Migrant Mother" is one of a series of
photographs taken by
Dorothea Lange in February or
March of
1936 in
Nipomo,
California, while on assignment photographing
migratory farm labor around the state for what was
then the
Resettlement Administration. You've seen this photo. It has become an
icon of
the Great Depression: a mother, surrounded by her
hungry children, all of them
dirty, her hand to her face, looking off into the distance with an expression of weary
hopelessness.
1
In the Feb 1960 issue of Popular Photography, Lange gave this account of the experience:
I saw and approached the hungry and desperate mother, as if drawn by a magnet. I do not remember how I explained my
presence or my camera to her, but I do remember she asked me no questions. I made five exposures, working closer and
closer from the same direction. I did not ask her name or her history. She told me her age, that she was thirty-two. She said
that they had been living on frozen vegetables from the surrounding fields, and birds that the children killed. She had just sold
the tires from her car to buy food. There she sat in that lean- to tent with her children huddled around her, and seemed to know
that my pictures might help her, and so she helped me. There was a sort of equality about it.

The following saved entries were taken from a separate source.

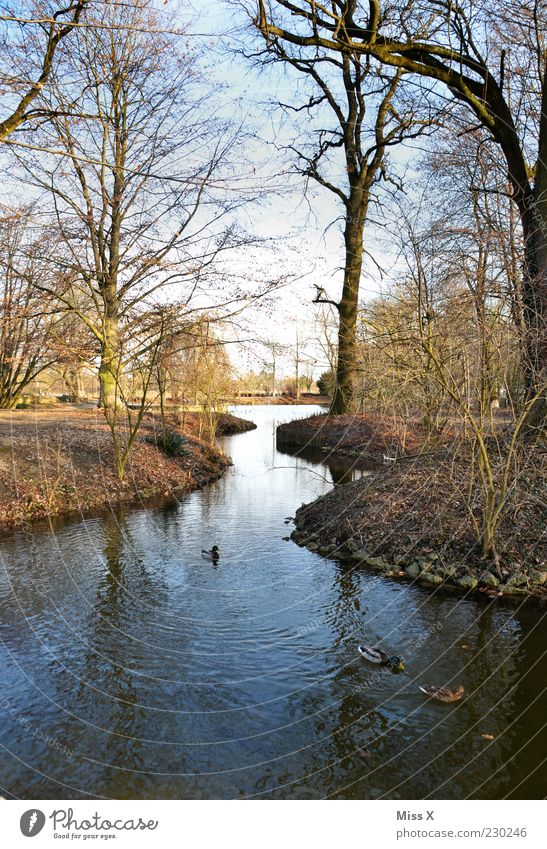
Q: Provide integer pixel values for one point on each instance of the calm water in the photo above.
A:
(132, 667)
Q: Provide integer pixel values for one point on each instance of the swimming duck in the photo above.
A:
(375, 655)
(443, 694)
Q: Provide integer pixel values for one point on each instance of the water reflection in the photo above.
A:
(164, 675)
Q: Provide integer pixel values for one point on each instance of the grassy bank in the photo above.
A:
(411, 518)
(54, 462)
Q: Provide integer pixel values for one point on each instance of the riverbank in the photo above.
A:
(411, 519)
(55, 462)
(283, 400)
(370, 436)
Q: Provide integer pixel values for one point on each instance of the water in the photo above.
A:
(131, 667)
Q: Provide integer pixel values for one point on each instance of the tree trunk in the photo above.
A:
(344, 398)
(535, 313)
(109, 368)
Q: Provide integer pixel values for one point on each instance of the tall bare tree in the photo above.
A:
(126, 169)
(353, 110)
(35, 34)
(466, 48)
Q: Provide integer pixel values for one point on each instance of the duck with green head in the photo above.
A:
(381, 657)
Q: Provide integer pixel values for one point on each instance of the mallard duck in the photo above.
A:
(443, 694)
(375, 655)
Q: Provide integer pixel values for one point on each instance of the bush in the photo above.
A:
(175, 445)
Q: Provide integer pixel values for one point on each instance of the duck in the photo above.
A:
(375, 655)
(443, 694)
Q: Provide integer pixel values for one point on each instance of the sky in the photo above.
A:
(298, 226)
(303, 223)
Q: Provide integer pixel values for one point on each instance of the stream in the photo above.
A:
(132, 667)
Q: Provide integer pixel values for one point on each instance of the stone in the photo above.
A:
(376, 562)
(537, 577)
(468, 582)
(507, 590)
(489, 580)
(518, 579)
(430, 578)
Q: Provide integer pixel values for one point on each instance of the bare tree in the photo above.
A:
(467, 48)
(26, 342)
(125, 118)
(19, 39)
(352, 109)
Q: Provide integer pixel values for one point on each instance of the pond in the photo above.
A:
(131, 667)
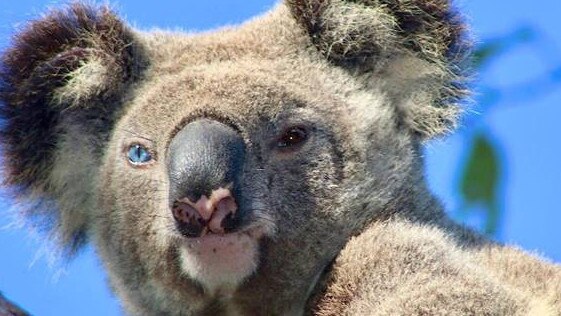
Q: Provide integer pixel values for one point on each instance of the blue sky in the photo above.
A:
(527, 130)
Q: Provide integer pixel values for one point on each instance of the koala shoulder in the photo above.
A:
(399, 268)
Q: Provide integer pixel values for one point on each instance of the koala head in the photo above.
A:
(230, 167)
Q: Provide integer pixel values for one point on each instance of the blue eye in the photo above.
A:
(138, 155)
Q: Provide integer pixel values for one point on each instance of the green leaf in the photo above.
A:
(480, 180)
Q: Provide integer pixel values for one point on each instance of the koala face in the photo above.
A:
(245, 168)
(218, 171)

Though Lange says she didn't ask the woman's name and history, they are known: Her name was
Florence Thompson, and she was living with four of her seven children at the pea-pickers' camp where she was photographed. She was not, as is commonly
assumed, one of the millions of whites
displaced by the
depression: She was
Cherokee.
Though Lange seems to imply that the photo was taken spontaneously, it wasn't: She rearranged the children, excluding a teenage daughter, and coached Thompson on how to look weary, asking her to raise her hand to her face.
That Lange says "there was a sort of equality about it" is especially strange: The photo became Lange's most famous work, and its almost constant reprinting (it is still the most requested reprint of any photo in the Library of Congress) earned her fortune and fame. Florence Thompson, on the other hand, died of cancer forty-seven miles from those same pea fields, speechless after a stroke, penniless and uninsured.
Don't get me wrong: I still think it's a great photo.